Her mail alone is prodigious.
And she tended to keep everything--every dress she ever bought, ever pair of shoes. Hats, blouses, knicknacks. A whole cupboard in the kitchen is given to the plastic containers she saved. Leftovers of leftovers line refrigerator shelves. This is just inside her house; outside in her garden, grapefruit and orange trees give more than their share of fruit.
The thread running through Lois' life is her devotion to her religion. The books, articles, pamphlets, articles, cassette tapes about God and man's relationship to God, from the Christian Science perspective, could fill a whole library.

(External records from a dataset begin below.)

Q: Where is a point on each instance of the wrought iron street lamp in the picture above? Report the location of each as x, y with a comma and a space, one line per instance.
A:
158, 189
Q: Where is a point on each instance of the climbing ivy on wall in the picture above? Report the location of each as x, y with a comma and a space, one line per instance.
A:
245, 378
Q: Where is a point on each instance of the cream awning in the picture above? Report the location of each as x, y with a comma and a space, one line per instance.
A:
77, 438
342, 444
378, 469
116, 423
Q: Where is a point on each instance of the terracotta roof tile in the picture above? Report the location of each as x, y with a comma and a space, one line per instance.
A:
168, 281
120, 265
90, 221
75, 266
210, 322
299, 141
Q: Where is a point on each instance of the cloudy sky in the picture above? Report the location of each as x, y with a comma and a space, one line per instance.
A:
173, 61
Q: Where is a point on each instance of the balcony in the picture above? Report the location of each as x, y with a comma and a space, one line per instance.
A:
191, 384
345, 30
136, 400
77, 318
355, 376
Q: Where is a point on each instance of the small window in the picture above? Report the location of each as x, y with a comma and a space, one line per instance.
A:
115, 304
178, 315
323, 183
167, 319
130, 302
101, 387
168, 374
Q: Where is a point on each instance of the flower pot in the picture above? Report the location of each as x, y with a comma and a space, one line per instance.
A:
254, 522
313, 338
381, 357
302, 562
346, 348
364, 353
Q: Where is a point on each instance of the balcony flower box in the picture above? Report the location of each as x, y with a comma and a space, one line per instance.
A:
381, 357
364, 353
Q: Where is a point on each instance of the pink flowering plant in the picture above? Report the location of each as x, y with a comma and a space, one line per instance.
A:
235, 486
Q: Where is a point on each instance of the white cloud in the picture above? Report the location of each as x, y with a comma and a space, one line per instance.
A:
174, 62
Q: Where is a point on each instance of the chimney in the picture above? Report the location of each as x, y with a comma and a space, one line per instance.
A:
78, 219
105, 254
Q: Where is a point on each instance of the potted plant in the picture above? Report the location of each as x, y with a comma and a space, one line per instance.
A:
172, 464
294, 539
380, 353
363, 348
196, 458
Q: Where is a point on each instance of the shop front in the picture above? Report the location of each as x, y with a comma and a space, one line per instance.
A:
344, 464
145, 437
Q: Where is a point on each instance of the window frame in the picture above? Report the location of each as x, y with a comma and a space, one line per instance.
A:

Being in her house without her is weird. Trying to make a new order of things for her, things that she can keep from her old life and take to her new life, is an impossible job and one in which I can only fail.
But at the same time I've never felt closer to my aunt, my late mother's sister. And that Lois left notes to herself all over the house, like the one I've taken a picture of and placed here, is evidence of the great lengths we will go to feel at home in the world.